Consultancy Towers Watson has launched a service enabling pension schemes to gain direct access to the reinsurance market for hedging longevity risk on final salary liabilities.
Towers Watson Longevity Direct allows pension schemes to own a ready-made insurance ‘cell’ that can write insurance and reinsurance contracts for longevity swap transactions.
According to Keith Ashton, UK head of risk solutions at Towers Watson, this structure significantly reduces the cost of hedging longevity risk for pension schemes, by removing the need for an intermediary insurer to write the transaction.
He said it also means bigger transactions can be completed and the best reinsurance pricing can be accessed.
Mr Ashton commented: “Access to the reinsurance market has become increasingly expensive and inefficient in recent years, but the appetite from defined benefit pension schemes to hedge their longevity risk has been growing strongly.

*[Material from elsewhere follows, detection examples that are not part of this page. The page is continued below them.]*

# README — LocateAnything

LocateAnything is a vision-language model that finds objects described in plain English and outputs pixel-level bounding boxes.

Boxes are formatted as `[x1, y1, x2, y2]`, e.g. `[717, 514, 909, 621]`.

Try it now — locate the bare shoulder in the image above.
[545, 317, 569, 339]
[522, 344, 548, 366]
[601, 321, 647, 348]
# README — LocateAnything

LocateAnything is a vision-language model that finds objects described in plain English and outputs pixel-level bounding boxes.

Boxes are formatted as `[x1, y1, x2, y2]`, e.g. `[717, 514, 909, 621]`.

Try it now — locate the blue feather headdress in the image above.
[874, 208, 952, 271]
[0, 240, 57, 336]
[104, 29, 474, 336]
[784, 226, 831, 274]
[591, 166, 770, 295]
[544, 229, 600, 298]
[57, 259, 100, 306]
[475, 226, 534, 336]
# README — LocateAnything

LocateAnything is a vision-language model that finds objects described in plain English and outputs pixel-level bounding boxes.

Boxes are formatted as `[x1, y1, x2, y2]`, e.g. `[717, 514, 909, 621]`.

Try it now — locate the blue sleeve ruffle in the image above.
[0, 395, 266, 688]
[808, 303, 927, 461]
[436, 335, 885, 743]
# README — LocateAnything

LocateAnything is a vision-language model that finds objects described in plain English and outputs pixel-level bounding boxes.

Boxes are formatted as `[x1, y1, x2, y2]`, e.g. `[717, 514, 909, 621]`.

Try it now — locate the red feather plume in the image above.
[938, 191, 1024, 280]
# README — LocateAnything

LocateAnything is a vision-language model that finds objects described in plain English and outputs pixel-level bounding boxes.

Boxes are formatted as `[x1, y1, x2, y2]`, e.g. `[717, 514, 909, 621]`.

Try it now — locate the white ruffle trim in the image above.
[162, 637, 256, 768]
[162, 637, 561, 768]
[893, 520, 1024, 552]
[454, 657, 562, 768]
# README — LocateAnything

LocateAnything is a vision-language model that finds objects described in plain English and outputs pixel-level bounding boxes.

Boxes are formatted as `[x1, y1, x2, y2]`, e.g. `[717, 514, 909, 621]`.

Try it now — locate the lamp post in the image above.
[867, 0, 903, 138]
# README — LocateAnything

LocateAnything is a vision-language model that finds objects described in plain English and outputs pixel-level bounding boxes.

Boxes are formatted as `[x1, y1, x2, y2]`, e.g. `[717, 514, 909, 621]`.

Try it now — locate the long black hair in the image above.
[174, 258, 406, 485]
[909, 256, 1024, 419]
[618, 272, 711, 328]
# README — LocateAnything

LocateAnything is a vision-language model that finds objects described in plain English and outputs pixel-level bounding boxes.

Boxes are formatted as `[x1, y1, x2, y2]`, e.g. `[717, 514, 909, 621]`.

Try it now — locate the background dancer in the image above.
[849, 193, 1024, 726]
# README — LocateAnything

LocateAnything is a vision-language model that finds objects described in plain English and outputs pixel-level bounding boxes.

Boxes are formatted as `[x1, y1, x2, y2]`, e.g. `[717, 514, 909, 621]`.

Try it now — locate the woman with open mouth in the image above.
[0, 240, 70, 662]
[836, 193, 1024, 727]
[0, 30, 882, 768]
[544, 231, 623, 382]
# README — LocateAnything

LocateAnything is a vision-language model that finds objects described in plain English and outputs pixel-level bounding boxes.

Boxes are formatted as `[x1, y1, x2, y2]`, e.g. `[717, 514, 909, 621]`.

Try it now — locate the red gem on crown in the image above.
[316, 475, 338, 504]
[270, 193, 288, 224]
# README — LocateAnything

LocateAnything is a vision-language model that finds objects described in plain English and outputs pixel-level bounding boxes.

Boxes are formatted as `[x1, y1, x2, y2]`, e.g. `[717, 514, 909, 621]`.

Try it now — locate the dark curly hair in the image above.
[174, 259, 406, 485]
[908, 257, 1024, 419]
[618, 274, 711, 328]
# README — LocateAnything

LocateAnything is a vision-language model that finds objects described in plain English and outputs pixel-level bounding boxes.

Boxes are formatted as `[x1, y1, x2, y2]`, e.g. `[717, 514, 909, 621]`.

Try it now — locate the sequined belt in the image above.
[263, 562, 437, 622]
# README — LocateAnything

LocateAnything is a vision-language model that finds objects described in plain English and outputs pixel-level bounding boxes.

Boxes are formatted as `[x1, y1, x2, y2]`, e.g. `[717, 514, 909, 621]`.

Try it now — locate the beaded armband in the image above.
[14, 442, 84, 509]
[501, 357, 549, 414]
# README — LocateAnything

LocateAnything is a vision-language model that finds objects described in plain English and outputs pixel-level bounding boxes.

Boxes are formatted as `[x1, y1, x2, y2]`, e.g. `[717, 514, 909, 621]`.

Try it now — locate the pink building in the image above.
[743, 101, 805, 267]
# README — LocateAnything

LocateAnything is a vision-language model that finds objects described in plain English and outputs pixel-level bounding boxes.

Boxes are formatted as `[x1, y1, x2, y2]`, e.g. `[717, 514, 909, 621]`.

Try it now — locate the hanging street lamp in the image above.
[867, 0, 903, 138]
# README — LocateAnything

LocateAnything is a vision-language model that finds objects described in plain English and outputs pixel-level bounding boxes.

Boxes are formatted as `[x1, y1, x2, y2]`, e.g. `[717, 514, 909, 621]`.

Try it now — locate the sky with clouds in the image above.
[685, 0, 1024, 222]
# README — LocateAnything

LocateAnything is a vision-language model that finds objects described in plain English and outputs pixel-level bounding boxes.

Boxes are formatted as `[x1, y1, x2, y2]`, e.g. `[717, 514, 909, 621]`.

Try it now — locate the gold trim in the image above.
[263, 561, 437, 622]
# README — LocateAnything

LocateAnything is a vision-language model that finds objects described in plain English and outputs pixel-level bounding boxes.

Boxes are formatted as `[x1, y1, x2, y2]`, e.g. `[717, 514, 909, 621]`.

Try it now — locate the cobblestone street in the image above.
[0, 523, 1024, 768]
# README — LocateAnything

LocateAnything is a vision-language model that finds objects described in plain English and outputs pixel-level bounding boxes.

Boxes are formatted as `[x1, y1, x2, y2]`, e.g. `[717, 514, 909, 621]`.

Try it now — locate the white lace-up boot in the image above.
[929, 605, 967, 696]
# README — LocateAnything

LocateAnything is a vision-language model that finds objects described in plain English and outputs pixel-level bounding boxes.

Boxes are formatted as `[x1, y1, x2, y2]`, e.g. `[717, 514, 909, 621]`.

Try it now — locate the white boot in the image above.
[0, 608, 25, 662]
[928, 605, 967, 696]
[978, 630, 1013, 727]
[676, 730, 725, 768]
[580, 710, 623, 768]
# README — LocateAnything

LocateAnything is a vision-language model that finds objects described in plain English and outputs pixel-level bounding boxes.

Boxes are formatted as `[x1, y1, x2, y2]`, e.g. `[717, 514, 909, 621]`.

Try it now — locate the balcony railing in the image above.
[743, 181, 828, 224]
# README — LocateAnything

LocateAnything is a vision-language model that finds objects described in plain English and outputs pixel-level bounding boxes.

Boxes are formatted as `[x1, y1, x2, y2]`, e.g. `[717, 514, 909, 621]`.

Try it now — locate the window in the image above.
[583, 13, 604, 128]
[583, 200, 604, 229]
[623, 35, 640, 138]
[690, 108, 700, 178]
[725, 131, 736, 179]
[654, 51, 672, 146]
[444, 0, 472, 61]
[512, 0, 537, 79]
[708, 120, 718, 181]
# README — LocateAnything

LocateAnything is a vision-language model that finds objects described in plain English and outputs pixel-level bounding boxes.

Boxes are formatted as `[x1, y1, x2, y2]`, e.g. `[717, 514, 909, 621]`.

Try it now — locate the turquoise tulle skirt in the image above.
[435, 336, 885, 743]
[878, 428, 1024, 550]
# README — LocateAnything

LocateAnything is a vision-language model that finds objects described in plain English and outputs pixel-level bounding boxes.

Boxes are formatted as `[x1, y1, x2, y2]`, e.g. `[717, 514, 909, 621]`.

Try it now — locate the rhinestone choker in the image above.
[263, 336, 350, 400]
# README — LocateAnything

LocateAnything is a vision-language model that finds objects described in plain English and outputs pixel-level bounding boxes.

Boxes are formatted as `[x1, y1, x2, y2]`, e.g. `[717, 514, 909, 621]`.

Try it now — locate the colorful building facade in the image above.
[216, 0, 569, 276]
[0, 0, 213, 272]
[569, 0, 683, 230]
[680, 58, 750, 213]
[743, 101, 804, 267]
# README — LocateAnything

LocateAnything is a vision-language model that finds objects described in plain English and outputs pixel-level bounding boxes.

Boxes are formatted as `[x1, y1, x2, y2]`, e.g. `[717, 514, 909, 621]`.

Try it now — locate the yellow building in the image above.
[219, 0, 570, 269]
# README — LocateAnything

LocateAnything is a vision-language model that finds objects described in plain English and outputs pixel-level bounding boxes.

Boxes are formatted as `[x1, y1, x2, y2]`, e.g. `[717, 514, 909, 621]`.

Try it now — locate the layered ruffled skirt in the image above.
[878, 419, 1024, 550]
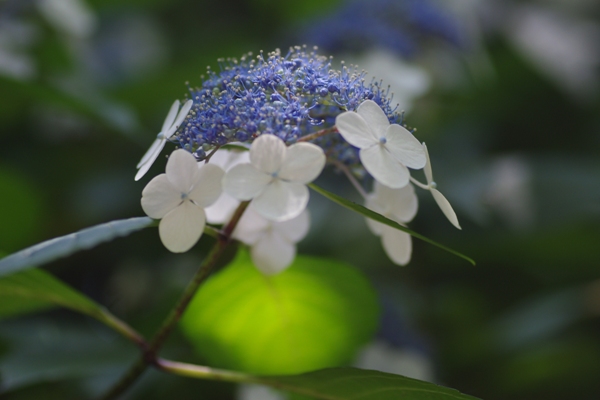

“Traditional intermediary costs can be several times higher than accessing the market directly and the aim of Longevity Direct is to provide more affordable and efficient access to the market.
He added: “We find that pension scheme and reinsurer interests are typically very aligned; a direct agreement can be much less complex than the longevity swaps we have seen in the past.
“For these reasons we’re confident that the opportunity to access the reinsurance market directly is one that will appeal to a range of pension schemes who have previously held back.”